What I found is the following. Using your code for the servlet and the filters when I call the TestCommitServlet2 , I´m able to see the following output.
http://localhost:8080/Question/TestCommitServlet2
(v-1)testing
Button here
com.koitoer.CharResponseWrapper#5b5b6746
When I call the servlet TestCommitServlet , Im able to see the following.
http://localhost:8080/Question/TestCommitServlet
(v-1)testing
Button here
this shown that filter is not apply to this forwarded request at all.
So, I remember that some filters can act in diverse DispatcherTypes as FORWARD, INCLUDE, ERROR, ASYNC and the commong REQUEST, what I decide is change the filter declaration to.
#WebFilter(filterName = "/MyFilter", urlPatterns = { "/TestCommitServlet2" }, dispatcherTypes = {
DispatcherType.FORWARD, DispatcherType.REQUEST })
public class MyFilter implements Filter {
Then when I excecute a GET over the servlet TestCommitServlet I got:
(v-1)testing
Button
com.koitoer.CharResponseWrapper#1b3bea22
the above shown that Filter is now applied to the forward request.

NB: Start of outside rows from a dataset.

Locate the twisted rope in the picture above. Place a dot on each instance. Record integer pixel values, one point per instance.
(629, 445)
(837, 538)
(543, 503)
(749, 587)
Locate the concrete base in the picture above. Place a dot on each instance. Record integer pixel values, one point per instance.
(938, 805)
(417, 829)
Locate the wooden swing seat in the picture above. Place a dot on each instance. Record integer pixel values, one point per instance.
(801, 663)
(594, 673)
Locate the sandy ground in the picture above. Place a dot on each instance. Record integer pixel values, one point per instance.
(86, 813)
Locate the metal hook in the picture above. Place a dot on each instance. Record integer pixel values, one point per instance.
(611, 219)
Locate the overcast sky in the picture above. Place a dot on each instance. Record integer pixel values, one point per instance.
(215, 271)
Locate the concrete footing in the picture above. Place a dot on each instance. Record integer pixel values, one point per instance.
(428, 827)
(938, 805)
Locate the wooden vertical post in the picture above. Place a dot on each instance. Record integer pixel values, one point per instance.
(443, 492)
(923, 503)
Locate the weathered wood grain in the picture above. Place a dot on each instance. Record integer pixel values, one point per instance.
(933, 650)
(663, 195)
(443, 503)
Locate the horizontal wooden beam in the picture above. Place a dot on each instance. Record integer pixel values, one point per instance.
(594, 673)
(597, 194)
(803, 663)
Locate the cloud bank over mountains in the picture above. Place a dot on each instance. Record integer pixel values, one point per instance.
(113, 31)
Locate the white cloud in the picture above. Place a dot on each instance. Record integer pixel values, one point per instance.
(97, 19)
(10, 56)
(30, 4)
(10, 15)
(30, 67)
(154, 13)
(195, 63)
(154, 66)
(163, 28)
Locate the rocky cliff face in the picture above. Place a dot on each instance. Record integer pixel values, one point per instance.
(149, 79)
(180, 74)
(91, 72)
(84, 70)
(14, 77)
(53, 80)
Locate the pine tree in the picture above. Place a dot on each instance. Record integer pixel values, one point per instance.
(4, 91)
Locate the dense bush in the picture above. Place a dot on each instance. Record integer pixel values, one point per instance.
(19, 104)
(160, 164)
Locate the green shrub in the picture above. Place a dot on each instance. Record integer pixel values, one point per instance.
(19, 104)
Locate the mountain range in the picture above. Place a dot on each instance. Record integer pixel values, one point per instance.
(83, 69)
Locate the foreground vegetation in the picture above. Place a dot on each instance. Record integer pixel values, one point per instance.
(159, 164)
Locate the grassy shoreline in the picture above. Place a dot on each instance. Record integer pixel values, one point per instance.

Also if I remove or comment lines for if (!commit2) { code still works, so there is no IllegalStateException as request need to pass over the filter which is who invoke the doChain method.
One note more, if you try to replace the content of the response using this.
responseWrapper.toString().replaceAll
You are doing it wrong as responseWrapper.toString() returns something like this CharResponseWrapper#5b5b6746, not the content, if you want to modify the response use a Wrapper that extends from HttpServletResponseWrapper and override the correct methos to manipulate the outpustream.